Initial Data Exploration: KNIME Tools Analysis
Data Import and Preparation
The initial step in any data mining process was to make sure that data is prepared in a manner that will allow for analysis and mining. In this project, there are some variables that are empty and have no values at all. The first step was to make sure that these columns are filtered out to remain only with columns that contains data. Below is a screenshot of how the data looked like after filtering out missing columns using KNIME data mining tool.
Descriptive Statistics
Using KNIME it is possible to find some of the basic as well as complex statistical analysis of variables. The following are some of the statistical analytics that can be reported from the dataset.

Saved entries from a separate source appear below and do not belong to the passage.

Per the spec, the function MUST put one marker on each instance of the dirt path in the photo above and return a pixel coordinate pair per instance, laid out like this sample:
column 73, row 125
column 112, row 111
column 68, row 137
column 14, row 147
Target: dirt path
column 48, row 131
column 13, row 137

It is important in such a project to determine the relationship between the variables. Below is a screenshot of the correlation matrix and correlation table of the data set variables.

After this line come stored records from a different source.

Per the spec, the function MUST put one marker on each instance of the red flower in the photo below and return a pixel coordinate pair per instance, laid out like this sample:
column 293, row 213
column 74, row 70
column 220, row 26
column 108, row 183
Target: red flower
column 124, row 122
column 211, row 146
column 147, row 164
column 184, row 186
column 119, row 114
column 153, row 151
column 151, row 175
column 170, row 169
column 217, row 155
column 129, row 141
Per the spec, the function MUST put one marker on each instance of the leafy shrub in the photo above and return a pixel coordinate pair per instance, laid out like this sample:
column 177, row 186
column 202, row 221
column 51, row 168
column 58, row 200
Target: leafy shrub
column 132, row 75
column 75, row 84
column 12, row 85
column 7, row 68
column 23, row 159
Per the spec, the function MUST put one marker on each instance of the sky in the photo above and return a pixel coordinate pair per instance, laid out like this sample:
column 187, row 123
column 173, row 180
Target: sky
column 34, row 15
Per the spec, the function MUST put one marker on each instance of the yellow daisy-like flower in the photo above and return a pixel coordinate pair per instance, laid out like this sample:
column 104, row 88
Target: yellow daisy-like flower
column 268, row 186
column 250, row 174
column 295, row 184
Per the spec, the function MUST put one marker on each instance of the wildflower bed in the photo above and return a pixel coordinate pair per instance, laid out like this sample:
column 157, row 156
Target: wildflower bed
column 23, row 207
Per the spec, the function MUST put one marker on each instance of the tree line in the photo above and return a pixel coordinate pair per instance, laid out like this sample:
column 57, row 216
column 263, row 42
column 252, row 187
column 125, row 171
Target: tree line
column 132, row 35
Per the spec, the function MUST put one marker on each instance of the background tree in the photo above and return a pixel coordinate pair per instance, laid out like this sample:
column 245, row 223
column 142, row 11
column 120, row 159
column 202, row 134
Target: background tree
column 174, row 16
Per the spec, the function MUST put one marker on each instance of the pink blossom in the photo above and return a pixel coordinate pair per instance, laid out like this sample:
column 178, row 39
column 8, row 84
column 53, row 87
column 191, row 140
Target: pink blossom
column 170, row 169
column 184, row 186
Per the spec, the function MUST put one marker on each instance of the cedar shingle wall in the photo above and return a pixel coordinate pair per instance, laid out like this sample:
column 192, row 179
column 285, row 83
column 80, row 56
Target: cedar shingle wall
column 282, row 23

Figure 1 Correlation Matrix
From this analysis it is notable that there is a strong relationship between the data variables based on the correlation table and matrix above. This is an indication that the employee data from the data set are closely related. Also the values do not differ by a big margin as can be seen that the correlation of the minimum values and maximum values is 0.811. The correlation value among the mean of the variables is 0.977 which approximately equal to 1. These value indicate a perfect uphill which is a positive linear relationship between the distributions of the variables.  Below is a sample of a scatter plot generated from the above data.
The average skewness for the model is mostly negative. These values indicate that the data is skewed to the left.
General Descriptive Statistics
Below is the general statistical table from the analysis.
Some of the variables that we could analyze from this include;
Employers’ Number of Employees.
From the data analysis using the KNIME data mining software, it can be seen that the minimum possible number of employees recorded was 3 employees while the maximum recorded number of employees in this period was 181, 000. This was data for the first 50 sample in the whole population of 20000+ samples.
Drawing down the analysis on this variable, there is a lot of information that could be generated. From the summary, it can be concluded that there was a total of 895,000 employees in the industries working. There is no missing value in this set of figures since every data was reported. The average sum of all the employees in companies was estimated to be at 17900. The pie chart below shows the distribution of the standard deviation values for the number of employees in the listed companies;
Figure 2: Data Distribution
Figure 3 Correlation Scatter Plot
The scatter plot shows the distribution of the samples are highly concentrated towards 1.0, which indicates a positive uphill and thus a strong relationship among the variables. This is the concentration of employees in the companies listed.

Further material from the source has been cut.